L’échelle visuelle analogique (EVA) de la rhinite a également été évaluée.

Après randomisation, une phase d’initiation a été menée avec des injections d’IL-2 (1 million d’UI/jour) ou placebo pendant 5 jours consécutifs, suivie d’une phase de maintenance avec une injection hebdomadaire d’IL-2 (1 MUI/jour) ou placebo pendant 4 semaines.
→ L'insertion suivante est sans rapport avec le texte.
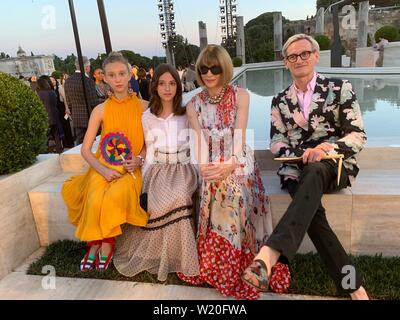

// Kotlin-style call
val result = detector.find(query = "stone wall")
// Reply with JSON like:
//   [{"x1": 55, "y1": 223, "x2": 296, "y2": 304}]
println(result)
[{"x1": 283, "y1": 10, "x2": 400, "y2": 64}]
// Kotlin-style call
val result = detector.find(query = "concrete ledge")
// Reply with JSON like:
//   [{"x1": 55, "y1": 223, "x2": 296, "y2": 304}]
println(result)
[
  {"x1": 29, "y1": 173, "x2": 77, "y2": 246},
  {"x1": 29, "y1": 166, "x2": 400, "y2": 256},
  {"x1": 0, "y1": 155, "x2": 61, "y2": 279}
]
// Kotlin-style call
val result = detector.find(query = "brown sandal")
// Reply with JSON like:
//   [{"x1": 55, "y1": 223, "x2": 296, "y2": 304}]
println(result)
[{"x1": 242, "y1": 259, "x2": 269, "y2": 292}]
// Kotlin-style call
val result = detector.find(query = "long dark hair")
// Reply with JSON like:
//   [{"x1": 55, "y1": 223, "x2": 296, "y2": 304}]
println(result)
[{"x1": 150, "y1": 63, "x2": 186, "y2": 116}]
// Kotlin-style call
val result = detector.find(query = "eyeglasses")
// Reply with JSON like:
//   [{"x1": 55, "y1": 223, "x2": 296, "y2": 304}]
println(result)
[
  {"x1": 285, "y1": 51, "x2": 314, "y2": 63},
  {"x1": 158, "y1": 81, "x2": 176, "y2": 88},
  {"x1": 199, "y1": 66, "x2": 222, "y2": 76}
]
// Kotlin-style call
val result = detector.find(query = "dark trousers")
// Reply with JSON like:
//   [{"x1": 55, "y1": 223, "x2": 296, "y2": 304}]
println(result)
[{"x1": 266, "y1": 160, "x2": 361, "y2": 293}]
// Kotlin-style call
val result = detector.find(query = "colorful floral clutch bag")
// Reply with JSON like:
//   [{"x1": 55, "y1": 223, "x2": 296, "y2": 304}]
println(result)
[{"x1": 100, "y1": 132, "x2": 132, "y2": 166}]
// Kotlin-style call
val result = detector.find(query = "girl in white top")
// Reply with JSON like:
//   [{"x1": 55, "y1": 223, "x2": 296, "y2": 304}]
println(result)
[{"x1": 114, "y1": 64, "x2": 199, "y2": 281}]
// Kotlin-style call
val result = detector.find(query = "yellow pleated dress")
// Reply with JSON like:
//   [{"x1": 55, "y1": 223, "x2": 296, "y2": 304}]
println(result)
[{"x1": 61, "y1": 95, "x2": 148, "y2": 241}]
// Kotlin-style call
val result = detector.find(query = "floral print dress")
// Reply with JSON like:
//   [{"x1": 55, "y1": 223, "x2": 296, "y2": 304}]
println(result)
[{"x1": 180, "y1": 85, "x2": 272, "y2": 299}]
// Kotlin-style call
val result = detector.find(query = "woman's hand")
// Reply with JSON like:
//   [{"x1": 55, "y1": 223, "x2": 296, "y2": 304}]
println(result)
[
  {"x1": 100, "y1": 167, "x2": 122, "y2": 182},
  {"x1": 199, "y1": 162, "x2": 236, "y2": 182},
  {"x1": 122, "y1": 157, "x2": 140, "y2": 173}
]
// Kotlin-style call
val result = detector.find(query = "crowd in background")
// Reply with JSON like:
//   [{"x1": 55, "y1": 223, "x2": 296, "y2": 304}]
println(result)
[{"x1": 20, "y1": 61, "x2": 199, "y2": 153}]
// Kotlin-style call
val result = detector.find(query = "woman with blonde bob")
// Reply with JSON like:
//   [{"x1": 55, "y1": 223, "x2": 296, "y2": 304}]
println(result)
[{"x1": 181, "y1": 45, "x2": 290, "y2": 299}]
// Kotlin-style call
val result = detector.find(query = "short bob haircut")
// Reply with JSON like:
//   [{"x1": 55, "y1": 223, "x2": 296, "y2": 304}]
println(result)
[
  {"x1": 282, "y1": 33, "x2": 319, "y2": 58},
  {"x1": 102, "y1": 51, "x2": 131, "y2": 72},
  {"x1": 196, "y1": 44, "x2": 233, "y2": 86},
  {"x1": 149, "y1": 63, "x2": 186, "y2": 116}
]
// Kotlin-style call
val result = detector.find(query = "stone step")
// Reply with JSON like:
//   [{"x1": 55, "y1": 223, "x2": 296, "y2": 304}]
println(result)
[
  {"x1": 263, "y1": 169, "x2": 400, "y2": 256},
  {"x1": 0, "y1": 272, "x2": 343, "y2": 301},
  {"x1": 29, "y1": 170, "x2": 400, "y2": 256}
]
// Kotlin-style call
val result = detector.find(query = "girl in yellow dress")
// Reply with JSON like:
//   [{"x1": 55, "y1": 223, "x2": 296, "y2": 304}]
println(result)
[{"x1": 61, "y1": 52, "x2": 148, "y2": 271}]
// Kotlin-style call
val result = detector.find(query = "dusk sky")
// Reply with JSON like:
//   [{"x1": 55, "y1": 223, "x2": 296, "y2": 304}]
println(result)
[{"x1": 0, "y1": 0, "x2": 316, "y2": 58}]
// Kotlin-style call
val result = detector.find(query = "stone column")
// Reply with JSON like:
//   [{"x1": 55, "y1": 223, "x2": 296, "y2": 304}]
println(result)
[
  {"x1": 199, "y1": 21, "x2": 208, "y2": 50},
  {"x1": 236, "y1": 16, "x2": 246, "y2": 64},
  {"x1": 274, "y1": 68, "x2": 285, "y2": 93},
  {"x1": 357, "y1": 1, "x2": 369, "y2": 48},
  {"x1": 272, "y1": 12, "x2": 283, "y2": 60},
  {"x1": 315, "y1": 8, "x2": 325, "y2": 34}
]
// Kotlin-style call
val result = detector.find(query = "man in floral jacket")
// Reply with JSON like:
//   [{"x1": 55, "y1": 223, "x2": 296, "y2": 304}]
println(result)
[{"x1": 243, "y1": 34, "x2": 368, "y2": 299}]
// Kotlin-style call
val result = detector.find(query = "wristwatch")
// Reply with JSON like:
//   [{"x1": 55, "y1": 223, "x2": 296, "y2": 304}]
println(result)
[{"x1": 137, "y1": 155, "x2": 144, "y2": 166}]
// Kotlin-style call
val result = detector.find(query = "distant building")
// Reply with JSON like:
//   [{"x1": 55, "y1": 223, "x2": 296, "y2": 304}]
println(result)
[{"x1": 0, "y1": 47, "x2": 55, "y2": 78}]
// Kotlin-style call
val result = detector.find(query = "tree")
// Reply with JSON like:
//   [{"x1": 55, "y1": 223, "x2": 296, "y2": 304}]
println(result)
[
  {"x1": 244, "y1": 12, "x2": 289, "y2": 63},
  {"x1": 173, "y1": 35, "x2": 200, "y2": 67},
  {"x1": 54, "y1": 53, "x2": 76, "y2": 74}
]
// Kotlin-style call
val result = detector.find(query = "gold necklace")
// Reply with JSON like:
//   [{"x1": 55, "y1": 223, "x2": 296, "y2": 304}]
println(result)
[{"x1": 206, "y1": 86, "x2": 226, "y2": 104}]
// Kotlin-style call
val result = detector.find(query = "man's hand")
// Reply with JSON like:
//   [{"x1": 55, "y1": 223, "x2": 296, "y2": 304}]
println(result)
[
  {"x1": 303, "y1": 148, "x2": 325, "y2": 164},
  {"x1": 101, "y1": 167, "x2": 122, "y2": 182}
]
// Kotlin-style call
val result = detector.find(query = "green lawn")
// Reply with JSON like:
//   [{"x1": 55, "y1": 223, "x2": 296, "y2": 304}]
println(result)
[{"x1": 28, "y1": 240, "x2": 400, "y2": 300}]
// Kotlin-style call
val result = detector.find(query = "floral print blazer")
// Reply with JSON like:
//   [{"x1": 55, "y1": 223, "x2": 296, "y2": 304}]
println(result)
[{"x1": 270, "y1": 74, "x2": 367, "y2": 185}]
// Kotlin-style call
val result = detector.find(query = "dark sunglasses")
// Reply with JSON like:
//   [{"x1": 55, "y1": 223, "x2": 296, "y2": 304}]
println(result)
[{"x1": 199, "y1": 66, "x2": 222, "y2": 76}]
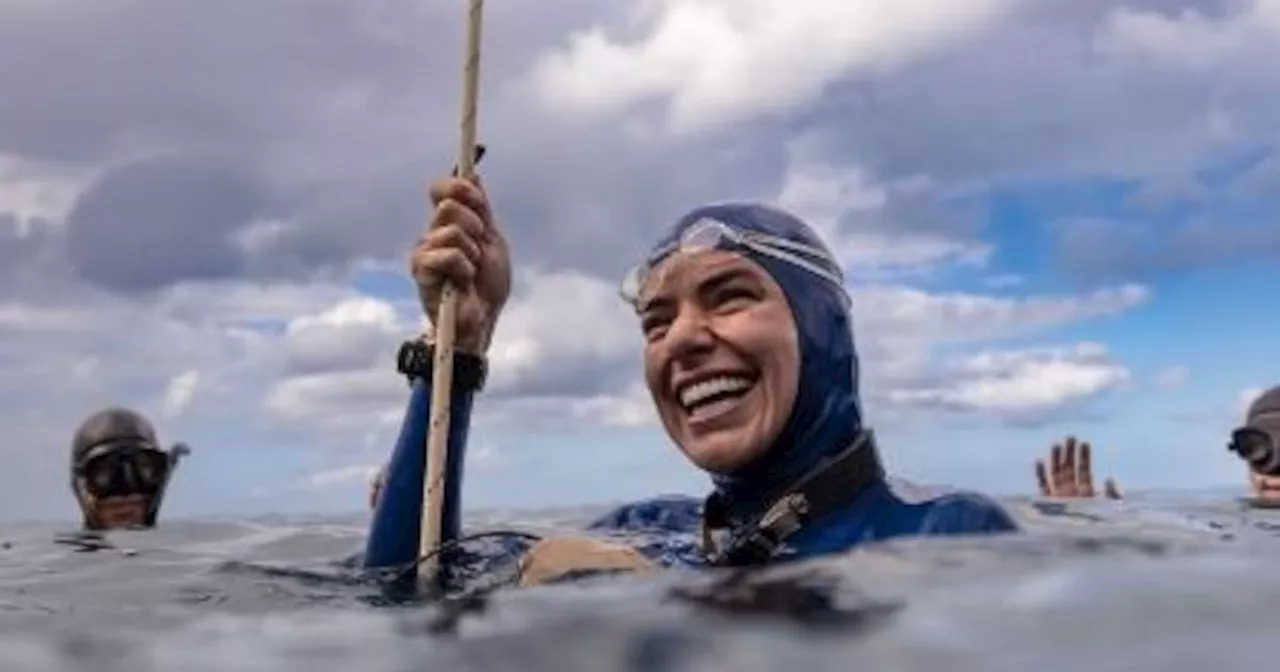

Les expositions aux allergènes dans la chambre d’exposition environnementale ont été effectuées lors du 8e et 40e jour après le début du traitement.

Dans cette étude « proof of concept », si « le faible nombre de patients inclus — 12 traités contre 12 placebo — n’a pas permis d’observer une franche réduction de l’aire sous la courbe (AUC) du score TNNS, une tendance individuelle existe, souligne Frédéric de Blay.

Cette étude pilote nous incite donc à poursuivre les recherches dans cette direction. L’ILT-101 induit une augmentation significative des Treg (Regulatory T cells) et tend à améliorer la rhinite allergique lors d’expositions dans la chambre d’exposition environnementale. C’est potentiellement un médicament d’avenir en allergologie et l’idée est ici d’approcher progressivement le vaccin anti-allergique. » 

D’après les chiffres précis de l’étude [4], le TNSS a diminué dans le groupe ILT-101 par rapport au placebo : l’aire sous la courbe du TNSS (AUC 0-4 h) au jour 40 était de 8,03 (−12,90 ; −3,15) pour l’ILT-101 et de 3,27 (−10,00 ; 3,45) (p = 0,32) pour le placebo. Après 9 injections, la différence de l’AUC de l’EVA rhinite était de -32,31 % dans le groupe traitement versus placebo. Une augmentation significative de 1,5 fois des Treg dans le groupe ILT-101 a été observée.

Autre point positif, « le volume expiratoire maximum par seconde (VEMS) dans le groupe traité s’est amélioré, ce qui est encourageant », ajoute le spécialiste.

Rhinite allergique au bouleau, facilitatrice de l’asthme sévère

Environ un tiers des patients présentant une rhino-conjonctivite allergique au pollen de bouleau ont un asthme [3]. « Il n’y a pas que les allergies au chat, aux acariens ou au chien qui conduisent à l’asthme sévère, explique le Pr de Blay. Récemment, nous avons confirmé au moyen de notre chambre d’exposition environnementale au CHU de Strasbourg que le pollen de bouleau était en mesure d’induire de l’asthme chez des patients connus uniquement pour des symptômes de rhinite. L’importance de l’asthme induit par le pollen de bouleau a également retrouvé par l’équipe du Pr Cécile Chenivesse (CHU de Lille) : l’allergie au pollen, souvent considérée comme un phénomène peu grave, peut bel et bien faire le lit de l’asthme. De plus, les allergies alimentaires croisées via une protéine de résistance (PR10) avec la pomme et les rosacées existent : 50 % des personnes allergiques au bouleau sont effectivement allergiques à ces fruits et légumes. Les désensibilisations à la pomme ont une grande efficacité dans ce syndrome appelé « bouleau-pomme », contrairement à la désensibilisation classique vis-à-vis du pollen du bouleau. »

Il n’y a pas que les allergies au chat, aux acariens ou au chien qui conduisent à l’asthme sévère.